Matéria publicada no Jornal Correio da Manhã
Sem Identificação – Rio de Janeiro – 15.10.1948
Dois Minutos com Graça Mello diretor de O Casaco Encantado
Graça Mello, que como ator vem firmando seu nome cada vez mais da simpatia e admiração do público e da critica, estreará como diretor, amanhã, dirigindo uma peça da escritora brasileira Sra. Lúcia Benedetti escrita especialmente para crianças.
“Os Artistas Unidos”, tendo à frente Henriette Morineau, apresentarão em vesperais infantis essa peça, que apresentará pela primeira vez entre nós atores adultos representando para a petizada.
Henriette Morineau teve um gesto muito simpático convidando Graça Mello para dirigir e encenar O Casaco Encantado, essa peça curiosa e cheia de incidentes pitorescos que muito divertirá as crianças.
“Os Artistas Unidos”, além de apresentarem uma nova escritora teatral, Lucia Benedetti, um novo diretor Graça Mello, apresentarão um novo cenarista e figurinista Nilson Penna, vindo do Teatro do Estudante.
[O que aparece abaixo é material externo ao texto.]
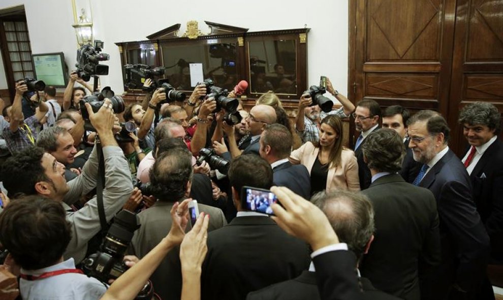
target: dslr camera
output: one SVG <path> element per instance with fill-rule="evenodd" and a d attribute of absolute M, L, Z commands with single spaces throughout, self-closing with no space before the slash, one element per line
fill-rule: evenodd
<path fill-rule="evenodd" d="M 235 98 L 228 98 L 229 91 L 217 86 L 215 86 L 215 83 L 211 79 L 206 79 L 199 84 L 204 84 L 206 88 L 207 92 L 204 97 L 206 99 L 214 98 L 216 102 L 216 108 L 213 113 L 219 112 L 224 109 L 226 114 L 224 116 L 224 121 L 228 125 L 232 125 L 241 122 L 241 115 L 237 111 L 239 102 Z M 202 97 L 201 99 L 204 98 Z"/>
<path fill-rule="evenodd" d="M 312 99 L 312 103 L 309 106 L 320 106 L 320 108 L 326 113 L 330 112 L 334 106 L 334 102 L 323 95 L 327 90 L 323 87 L 311 85 L 309 89 L 302 93 L 309 94 Z"/>
<path fill-rule="evenodd" d="M 154 79 L 164 75 L 165 69 L 158 66 L 152 69 L 149 65 L 137 63 L 136 64 L 125 64 L 124 65 L 125 74 L 125 87 L 128 89 L 139 89 L 140 87 L 145 91 L 151 92 L 155 90 L 161 84 L 167 83 L 167 79 Z M 152 81 L 152 84 L 148 87 L 143 86 L 147 79 Z"/>
<path fill-rule="evenodd" d="M 203 161 L 207 162 L 212 169 L 217 170 L 221 173 L 227 175 L 230 162 L 219 156 L 213 149 L 203 148 L 199 151 L 199 157 L 196 161 L 196 163 L 198 165 L 201 165 Z"/>
<path fill-rule="evenodd" d="M 110 56 L 102 53 L 103 42 L 95 41 L 94 46 L 87 44 L 77 50 L 77 75 L 84 81 L 89 81 L 91 75 L 108 75 L 108 66 L 100 64 L 100 61 L 108 60 Z"/>

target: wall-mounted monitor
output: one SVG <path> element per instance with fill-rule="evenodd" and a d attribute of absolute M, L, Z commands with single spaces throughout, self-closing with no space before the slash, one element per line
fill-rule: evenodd
<path fill-rule="evenodd" d="M 65 87 L 68 75 L 63 52 L 32 54 L 35 78 L 43 80 L 47 85 Z"/>

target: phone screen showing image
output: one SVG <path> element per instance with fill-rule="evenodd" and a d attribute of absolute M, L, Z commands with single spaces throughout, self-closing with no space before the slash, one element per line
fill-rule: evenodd
<path fill-rule="evenodd" d="M 277 198 L 274 193 L 268 190 L 245 187 L 244 195 L 246 199 L 246 208 L 250 211 L 273 215 L 271 208 L 277 202 Z"/>

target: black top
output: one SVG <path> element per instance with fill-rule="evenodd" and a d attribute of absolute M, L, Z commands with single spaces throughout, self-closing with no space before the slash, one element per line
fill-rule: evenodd
<path fill-rule="evenodd" d="M 315 164 L 311 169 L 311 195 L 321 191 L 327 188 L 327 178 L 328 177 L 328 163 L 322 164 L 320 158 L 316 157 Z"/>

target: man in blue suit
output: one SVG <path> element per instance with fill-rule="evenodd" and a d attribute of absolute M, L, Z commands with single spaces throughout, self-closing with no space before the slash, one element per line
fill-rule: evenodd
<path fill-rule="evenodd" d="M 489 254 L 487 233 L 473 201 L 466 169 L 447 143 L 450 129 L 438 113 L 421 111 L 408 119 L 409 147 L 423 164 L 413 184 L 435 196 L 440 219 L 442 261 L 427 270 L 423 299 L 476 299 Z"/>
<path fill-rule="evenodd" d="M 260 156 L 271 164 L 274 185 L 286 186 L 304 199 L 311 195 L 311 179 L 302 164 L 292 164 L 292 134 L 285 126 L 272 124 L 265 127 L 260 139 Z"/>

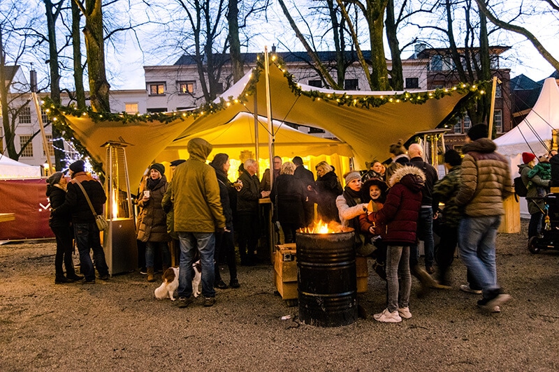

O Casaco Encantado será apresentado no Teatro Ginástico, em “avant-première” para a critica e para os Artistas, amanhã, à meia-noite. Domingo, às 10 horas da manhã, primeira apresentação para o público.
A respeito desse Teatro para Crianças com atores adultos, falou-nos ontem Graça Mello:
“Sinto-me grato a Mme. Morineau pela confiança em depositada ao me entregar à direção dessa esplêndida peça de Lucia Benedetti com que se inaugurará uma nova fase das atividades da Companhia. Por outro lado o elenco de “Os Artistas Unidos” onde se encontram tantos elementos de elevado índice artístico, quer da nova como da antiga geração teatral, têm me apoiado decisivamente nessa nova tarefa para mim, a direção.”
“Creio que é tanto maior esta confiança que me sensibiliza, quanto maiores são as dificuldades que encontro, diante da necessidade de explorar um estilo novo, ou, pelo menos, pouco visto no Brasil. Sim, porque considero este “Teatro para Crianças” coisa muito séria, de um grande alcance social e artístico e dificilíssimo.”
“Se Mme. Morineau me tivesse convidado para dirigir qualquer uma das peças do seu repertório, habitual, penso que bem menos difícil seria o meu encargo. A experiência adquirida no meu contato intima de trabalho com grandes mestres da cena, tais como Ziembinski, Turkow, Adacto Filho, Dulcina e a própria Mme. Morineau, aliada ao meu espírito de observação e interesse pelos problemas do teatro, seriam uma base de apoio sólido para dirigir um espetáculo. Qualquer capacidade de criação que porventura em mim houvesse, pouco poderia acrescentar às leis que regulam os problemas cênicos e aos seus cânones.”
“Entretanto, neste gênero de teatro especialmente feito para crianças, onde buscar apoio? Onde procurar contato com a que se poderia chamar a rotina teatral? Se me vejo em face de um novo estilo de peça e de outra espécie de público, um público sem dúvida simpático, porém muito mais exigente, forçosamente será necessário usar um novo estilo de representação e uma nova “Mis-en-scène”.
“A proverbial sinceridade das crianças que não se deixam influenciar pelos cartazes da popularidade nem por glórias conquistadas longe de suas vistas, transforma-as em terríveis críticos e sobrecarrega a nossa responsabilidade, Além disso, como tem algum caráter experimental a realização, vamos apresentar estes espetáculos sem prejuízo da peça em cena fator que concorre para aumentar terrivelmente as nossas atribulações.”
“Tenho que fazer a estreia do Teatro para Crianças sem cortar uma só representação normal da Companhia. Ao enumerar tantos problemas não tenho em vista apresentar uma defesa prévia sobre possíveis falhas, nem tampouco sobre estimar o meu trabalho, mas sim, acentuar a absoluta confiança no sucesso da iniciativa, confiança que se reflete em todo o elenco de “Os Artistas Unidos.” Meu maior desejo é que o exemplo frutifique e que outras companhias o sigam.”
“Se não conseguirmos um grande sucesso sofrerei a maior decepção de minha carreira teatral. Uma peça magnífica dessa grande escritora Sra. Lucia Benedetti que ora se alinha no pelotão de frente dos autores nacionais; lindos cenários e figurinos de um jovem artista saindo da fornalha fértil do Teatro do Estudante, Nilson Penna: efeitos musicais assinados por um grande maestro Renzo Massarani: um elenco de esplêndidos artistas que têm sido um pedestal seguro para os sucessos dessa excepcional atriz que é Henriette Morineau; depois de reunir todos esses trunfos na mão estou pronto para jogar minha partida com petizada.”